Robert J. Manning was a longtime journalist, most recently as editor-in-chief of The Atlantic Monthly and the Atlantic Monthly Press (1966-80). He was also an assistant secretary of state under Presidents John F. Kennedy and Lyndon Johnson.
He was born in Binghamton, N.Y. on December 25, 1919, son of Joseph J. Manning, a shoeworker who became a restaurateur, and Agnes (Brown) Manning. He began his career in journalism while still a student in Binghamton Central High School as a copy boy on The Binghamton Press. He worked briefly for The Associated Press in Buffalo, NY until joining the US Army in 1942. After his early honorable discharge from the Army (poor vision) he joined the United Press (later the UPI) in its Washington, D.C. bureau, becoming back-up correspondent at the White House and the Department of State, which was then located next to the White House in what is now the Executive Office Building, shuttling back and forth between the two sites depending on the flow of news. He was the only correspondent in the White House newsroom on April 12, 1945 when the White House press secretary Steve Early summoned newsmen to tell them of the death of President Franklin Roosevelt at Warm Springs, GA.
At the UP he met a fellow UP staffer Margaret Raymond. They were married in December 1944. He won a Nieman Fellowship for journalists at Harvard University in 1945, returning to the UP to become bureau chief at the newly formed United Nations in Lake Success N.Y. He became a writer at Time Magazine in 1949 and subsequently a senior editor and London bureau chief for Time, Life and Fortune magazines (1958-60).

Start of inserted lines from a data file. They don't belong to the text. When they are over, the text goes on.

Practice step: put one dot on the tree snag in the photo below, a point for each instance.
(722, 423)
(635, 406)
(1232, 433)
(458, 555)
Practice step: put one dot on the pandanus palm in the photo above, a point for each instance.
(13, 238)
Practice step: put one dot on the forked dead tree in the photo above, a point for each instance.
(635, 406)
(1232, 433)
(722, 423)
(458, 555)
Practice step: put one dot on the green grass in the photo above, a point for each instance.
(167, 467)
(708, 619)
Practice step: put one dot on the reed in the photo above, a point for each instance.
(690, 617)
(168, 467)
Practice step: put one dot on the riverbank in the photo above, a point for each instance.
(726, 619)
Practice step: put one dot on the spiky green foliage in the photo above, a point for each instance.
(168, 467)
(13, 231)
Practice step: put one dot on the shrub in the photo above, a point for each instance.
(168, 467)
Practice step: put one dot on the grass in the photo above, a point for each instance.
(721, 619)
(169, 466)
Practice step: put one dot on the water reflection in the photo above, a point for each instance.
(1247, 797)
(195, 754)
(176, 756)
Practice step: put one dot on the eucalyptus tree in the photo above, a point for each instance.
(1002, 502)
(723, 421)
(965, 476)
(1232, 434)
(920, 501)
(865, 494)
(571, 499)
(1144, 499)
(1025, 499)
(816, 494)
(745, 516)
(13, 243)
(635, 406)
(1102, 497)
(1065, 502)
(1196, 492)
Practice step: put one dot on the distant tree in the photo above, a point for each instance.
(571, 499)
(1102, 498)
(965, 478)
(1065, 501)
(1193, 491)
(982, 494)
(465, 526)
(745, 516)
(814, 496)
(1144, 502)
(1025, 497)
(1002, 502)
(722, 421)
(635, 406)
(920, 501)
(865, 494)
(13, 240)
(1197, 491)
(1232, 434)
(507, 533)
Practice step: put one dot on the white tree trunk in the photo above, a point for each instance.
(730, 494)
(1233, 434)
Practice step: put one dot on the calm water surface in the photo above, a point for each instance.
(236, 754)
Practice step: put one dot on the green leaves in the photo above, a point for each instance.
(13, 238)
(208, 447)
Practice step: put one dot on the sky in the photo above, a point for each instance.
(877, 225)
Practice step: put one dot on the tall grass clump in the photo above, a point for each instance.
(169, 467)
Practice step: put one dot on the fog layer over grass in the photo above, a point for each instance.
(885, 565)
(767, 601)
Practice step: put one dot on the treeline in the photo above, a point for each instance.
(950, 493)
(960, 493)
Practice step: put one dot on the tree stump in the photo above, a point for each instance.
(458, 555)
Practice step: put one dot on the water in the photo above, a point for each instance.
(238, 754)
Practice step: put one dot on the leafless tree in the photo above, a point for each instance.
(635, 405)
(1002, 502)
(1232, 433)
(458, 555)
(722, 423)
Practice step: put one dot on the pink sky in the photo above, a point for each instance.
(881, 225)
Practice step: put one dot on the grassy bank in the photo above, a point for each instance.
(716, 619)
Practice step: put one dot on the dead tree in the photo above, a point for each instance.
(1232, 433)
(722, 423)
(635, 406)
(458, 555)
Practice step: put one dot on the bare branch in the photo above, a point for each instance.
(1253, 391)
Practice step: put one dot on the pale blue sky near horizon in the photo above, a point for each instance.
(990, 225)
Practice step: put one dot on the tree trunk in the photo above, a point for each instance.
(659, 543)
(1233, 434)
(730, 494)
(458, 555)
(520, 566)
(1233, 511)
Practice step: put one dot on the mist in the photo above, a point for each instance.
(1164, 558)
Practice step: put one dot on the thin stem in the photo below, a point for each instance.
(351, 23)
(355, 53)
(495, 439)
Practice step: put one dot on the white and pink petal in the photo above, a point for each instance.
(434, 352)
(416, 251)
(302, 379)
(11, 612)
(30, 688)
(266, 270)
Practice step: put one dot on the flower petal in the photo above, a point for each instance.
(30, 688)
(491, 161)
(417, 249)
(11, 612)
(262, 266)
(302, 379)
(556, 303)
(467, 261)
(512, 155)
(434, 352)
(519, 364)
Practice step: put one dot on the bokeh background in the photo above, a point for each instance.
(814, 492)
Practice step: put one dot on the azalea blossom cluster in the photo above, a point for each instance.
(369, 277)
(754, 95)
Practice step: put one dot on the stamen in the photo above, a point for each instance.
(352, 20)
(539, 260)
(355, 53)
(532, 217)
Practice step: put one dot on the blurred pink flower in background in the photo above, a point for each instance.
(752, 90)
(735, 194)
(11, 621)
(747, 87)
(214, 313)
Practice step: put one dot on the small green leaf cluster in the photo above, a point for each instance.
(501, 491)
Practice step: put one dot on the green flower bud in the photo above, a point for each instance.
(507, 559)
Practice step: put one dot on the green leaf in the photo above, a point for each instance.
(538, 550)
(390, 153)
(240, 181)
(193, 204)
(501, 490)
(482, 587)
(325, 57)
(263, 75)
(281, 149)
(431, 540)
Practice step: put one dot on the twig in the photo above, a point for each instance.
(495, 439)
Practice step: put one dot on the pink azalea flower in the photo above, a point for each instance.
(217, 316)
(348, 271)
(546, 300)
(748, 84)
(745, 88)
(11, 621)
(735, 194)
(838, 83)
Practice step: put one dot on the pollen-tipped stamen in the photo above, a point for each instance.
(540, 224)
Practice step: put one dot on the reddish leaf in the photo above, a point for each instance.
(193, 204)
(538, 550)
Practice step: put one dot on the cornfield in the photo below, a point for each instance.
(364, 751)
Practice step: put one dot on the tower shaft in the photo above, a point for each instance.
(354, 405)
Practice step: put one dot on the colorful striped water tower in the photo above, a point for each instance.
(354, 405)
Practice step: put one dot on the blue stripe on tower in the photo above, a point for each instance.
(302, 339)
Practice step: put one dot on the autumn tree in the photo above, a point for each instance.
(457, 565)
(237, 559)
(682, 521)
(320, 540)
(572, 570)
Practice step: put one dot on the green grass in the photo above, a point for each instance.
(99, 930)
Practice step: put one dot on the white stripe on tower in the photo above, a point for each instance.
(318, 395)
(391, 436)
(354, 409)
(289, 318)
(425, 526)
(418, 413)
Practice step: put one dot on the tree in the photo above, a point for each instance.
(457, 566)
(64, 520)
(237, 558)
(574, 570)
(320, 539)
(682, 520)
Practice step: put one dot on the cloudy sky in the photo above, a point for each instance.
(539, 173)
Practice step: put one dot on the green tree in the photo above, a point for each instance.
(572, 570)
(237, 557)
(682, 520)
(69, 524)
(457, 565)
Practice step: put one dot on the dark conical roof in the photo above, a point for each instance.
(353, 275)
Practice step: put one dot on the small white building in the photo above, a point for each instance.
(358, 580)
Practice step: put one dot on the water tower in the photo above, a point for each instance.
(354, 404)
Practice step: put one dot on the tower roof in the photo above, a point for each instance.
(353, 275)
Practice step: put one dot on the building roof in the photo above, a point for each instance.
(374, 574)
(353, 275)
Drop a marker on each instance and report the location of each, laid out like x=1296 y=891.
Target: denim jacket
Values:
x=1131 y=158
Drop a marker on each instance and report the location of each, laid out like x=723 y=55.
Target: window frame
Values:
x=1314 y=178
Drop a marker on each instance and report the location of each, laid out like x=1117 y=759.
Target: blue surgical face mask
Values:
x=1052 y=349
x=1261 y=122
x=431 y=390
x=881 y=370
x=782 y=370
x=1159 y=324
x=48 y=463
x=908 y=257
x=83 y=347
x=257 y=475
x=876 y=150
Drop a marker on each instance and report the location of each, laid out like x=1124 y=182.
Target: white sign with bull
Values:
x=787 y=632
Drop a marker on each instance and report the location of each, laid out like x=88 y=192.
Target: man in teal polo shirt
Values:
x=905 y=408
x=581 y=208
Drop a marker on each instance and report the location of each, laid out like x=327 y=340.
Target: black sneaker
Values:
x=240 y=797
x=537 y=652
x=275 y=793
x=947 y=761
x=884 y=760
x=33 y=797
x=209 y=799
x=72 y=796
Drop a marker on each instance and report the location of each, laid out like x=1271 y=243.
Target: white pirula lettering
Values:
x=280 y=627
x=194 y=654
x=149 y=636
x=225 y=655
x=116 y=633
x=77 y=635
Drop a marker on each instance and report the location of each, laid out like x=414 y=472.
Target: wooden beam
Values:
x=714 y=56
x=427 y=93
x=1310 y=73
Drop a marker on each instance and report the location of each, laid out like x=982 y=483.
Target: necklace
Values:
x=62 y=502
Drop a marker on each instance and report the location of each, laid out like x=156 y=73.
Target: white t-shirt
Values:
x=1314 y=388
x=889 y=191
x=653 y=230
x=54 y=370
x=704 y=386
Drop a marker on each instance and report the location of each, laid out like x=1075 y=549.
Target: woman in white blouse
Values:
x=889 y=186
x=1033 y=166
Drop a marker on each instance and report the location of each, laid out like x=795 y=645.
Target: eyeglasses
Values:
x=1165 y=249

He resigned from Time Inc. at the end of 1960 and was working as a freelance writer in Washington when he was offered the editorship of the Sunday New York Herald Tribune. “It proved to be a deck chair on the Titanic,” he said later. “I was saved from drowning when President Kennedy made me Assistant Secretary of State for Public Affairs.” After President Kennedy was assassinated Manning served for six months under President Johnson, then moved to Boston to become executive editor of The Atlantic Monthly under Edward Weeks. In 1966 he succeeded Weeks as editor-in-chief.
Manning’s career at The Atlantic ended in 1980 after he persuaded the Boston real estate investor Mortimer Zuckerman to invest in the company and nurture its development. Zuckerman bought the company outright, and after paying an initial installment of the purchase price reneged on further payments, alleging that he had been misled about its financial condition. Manning went to court in Massachusetts and other stockholders in Federal Court, forcing Zuckerman to pay the balance. He later sold the magazine to a District of Columbia publisher who moved the company to Washington in 2005.
After a stint at the Institute of Politics at the Kennedy School at Harvard, Manning joined The Boston Publishing Company as editor-in-chief of a 25 volume illustrated history entitled The Vietnam Experience, which was distributed by Time-Life Books.
Margaret Manning, book editor of The Boston Globe, died in 1984. Subsequently Manning married Theresa Slomkowski, an executive at Boston Publishing, who survives him, as do two sons, Brian and Robert. An elder son Richard died in 2004.